In [4]:


from monai.inferers import sliding_window_inference
import matplotlib.pyplot as plt
import numpy as np
from monai.transforms import Compose, Invertd, SaveImaged
from monai.inferers import sliding_window_inference
from monai.data import decollate_batch
import torch
import json
from utils import PairFinder
from quant import masked_SUV_img

In [2]:
config_file = '/students/2023-2024/master/Shahpouri/DL_PET/config.json'

with open(config_file, 'r') as f:
    config = json.load(f)

ga_data_dir = config["ga_data_dir"]
fdg_data_dir = config["fdg_data_dir"]
log_dir = config["log_dir"]
ga_output_dir = config["ga_output_dir"]
artifact_dir = config["artifacts"]
artifact_output = config ["artifact_output"]
fdg_output_dir = config['fdg_output_dir']

In [3]:
from data_preparation import ExternalRadioSetHandling
from data_preparation import LoaderFactory

data_handler = ExternalRadioSetHandling(data_dir=fdg_data_dir, test_ratio=1)
train_files, val_files, test_files = data_handler.get_split_data()

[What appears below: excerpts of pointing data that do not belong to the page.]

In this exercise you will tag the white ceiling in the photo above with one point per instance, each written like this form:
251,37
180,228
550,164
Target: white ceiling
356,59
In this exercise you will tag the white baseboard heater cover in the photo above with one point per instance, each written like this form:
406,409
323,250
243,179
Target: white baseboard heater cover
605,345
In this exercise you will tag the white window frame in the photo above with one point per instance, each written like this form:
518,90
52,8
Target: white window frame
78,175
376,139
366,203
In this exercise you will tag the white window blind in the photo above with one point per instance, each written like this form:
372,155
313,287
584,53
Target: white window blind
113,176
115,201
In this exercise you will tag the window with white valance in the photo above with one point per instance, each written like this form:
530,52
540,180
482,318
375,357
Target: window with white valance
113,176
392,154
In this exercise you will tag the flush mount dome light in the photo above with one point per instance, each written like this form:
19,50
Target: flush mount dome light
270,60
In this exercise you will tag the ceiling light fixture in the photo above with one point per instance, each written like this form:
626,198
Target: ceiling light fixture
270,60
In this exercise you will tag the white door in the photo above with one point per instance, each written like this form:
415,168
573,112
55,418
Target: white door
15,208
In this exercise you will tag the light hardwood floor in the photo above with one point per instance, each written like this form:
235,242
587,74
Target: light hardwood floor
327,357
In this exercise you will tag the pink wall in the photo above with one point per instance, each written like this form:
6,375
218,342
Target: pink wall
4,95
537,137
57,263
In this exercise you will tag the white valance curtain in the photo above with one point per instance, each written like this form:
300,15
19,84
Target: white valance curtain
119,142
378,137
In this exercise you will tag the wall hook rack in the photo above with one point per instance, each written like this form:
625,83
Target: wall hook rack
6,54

print(f"Test data length: {len(test_files)}")
print(f"Validation data length: {len(val_files)}")
print(f"Train data length: {len(train_files)}")


loader_factory = LoaderFactory(
    train_files=None,
    val_files=None,
    test_files=test_files,
    patch_size = [168, 168, 16],
    spacing = [4.07, 4.07, 3.00],
    # spacing = [1.92, 1.92, 3.27], # For fdg data
    spatial_size = (168, 168, 400)
    # spatial_size = (336, 336, 640) # for Fdg data
    # spatial_size = (168, 168, 600) # for Fdg data
    )

# train_loader = loader_factory.get_loader('train', batch_size=4, num_workers=2, shuffle=True)
# val_loader = loader_factory.get_loader('val', batch_size=1, num_workers=2, shuffle=False)
test_loader = loader_factory.get_loader('test', batch_size=1, num_workers=2, shuffle=False)

Test data length: 98
Validation data length: 0
Train data length: 0


In [5]:
hint1 = 'dl3_18'
hint1 = 'dl4_23'
pair_finder_dl3_18 = PairFinder(f'{ga_data_dir}/NAC', f'{ga_data_dir}/MAC', ga_output_dir, hint1)
_, center_pairs_dyn  = pair_finder_dl3_18.find_file_triples()


hint2 = 'dl_final'
hint2 = 'final_4_26'
pair_finder_adcm = PairFinder(f'{ga_data_dir}/NAC',f'{ga_data_dir}/MAC', ga_output_dir, hint2)
_, center_pairs_adcm  = pair_finder_adcm.find_file_triples()

In [29]:
def load_and_prepare_data(pairs):
    concatenated_pred = []
    concatenated_ref = []
    for pair in pairs:
        # Apply the mask and get the predicted image data
        _, masked_predicted_img, masked_reference_img = masked_SUV_img(
            pair['nac'], pair['predicted'], pair['reference'], nac_factor=2, mac_factor=5, mask_val=0.3)
        concatenated_pred.extend(masked_predicted_img.ravel())  # Flatten and collect data
        concatenated_ref.extend(masked_reference_img.ravel())
    return concatenated_pred, concatenated_ref

# Obtain paths from the dictionaries for each center
center = 'C1'
adcm_paths = center_pairs_adcm[center]
imcm_paths = center_pairs_dyn[center]

# Load and prepare the data for statistical testing
imcm_data, mac_data = load_and_prepare_data(imcm_paths)
adcm_data, _ = load_and_prepare_data(adcm_paths)



In [25]:
import numpy as np
from scipy.stats import mannwhitneyu
from quant import load_nifti_image

# Perform the Mann-Whitney U Test
stat, p_value = mannwhitneyu(adcm_data, imcm_data, alternative='two-sided')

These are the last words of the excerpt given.